Malaysian palm oil futures eased 1.2 percent on Wednesday as weak crude and competitive vegetable oils weighed on prices of the tropical oil ahead of export data due out later this week. The benchmark palm oil contract for November on the Bursa Malaysia Derivatives Exchange closed 1.2 percent lower at 2,034 Malaysian ringgit ($495.86) a tonne.
It hit a low of 2,024 ringgit in early trade before recovering some of its losses by the close. Traded volume stood at 43,673 lots of 25 tonnes each, above the roughly 35,000 lots usually traded per day. "It's in line with what's happening to soy oil and Dalian," said a trader with a foreign commodities brokerage in Kuala Lumpur. "Tomorrow the first 20-day export figure will be out. Based on the last 15 days, it won't be that rosy."
Cargo surveyors Intertek Testing Services and Societe Generale de Surveillance are due to release data on Malaysia's August 1-20 palm oil exports on Thursday. The US September soyoil contract saw slight increase of 0.07 percent in late Asian trade, while the most active soybean oil contract on the Dalian Commodity Exchange was 0.4 percent lower. "Weakness in crude oil and Dalian may pressure prices," added a second palm trader.

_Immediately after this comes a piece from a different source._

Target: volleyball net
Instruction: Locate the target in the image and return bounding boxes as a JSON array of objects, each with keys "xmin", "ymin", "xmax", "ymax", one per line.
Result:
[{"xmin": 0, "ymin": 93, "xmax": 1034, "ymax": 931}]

Oil prices steadied on Wednesday, consolidating after a six-week rout driven by global oversupply and concerns about falling demand in Asian economies and the United States, but analysts expects prices to remain low. Palm oil may break support at 2,017 ringgit per tonne and fall further towards the next support at 1,997 ringgit, said Wang Tao, a Reuters market analyst for commodities technicals.
An uncertain demand outlook, exacerbated by economic worries in top buyer China, was also a concern for palm traders. Offering some support, the Malaysian ringgit is Southeast Asia's worst performing currency this year, and is the currency that benchmark palm is priced in.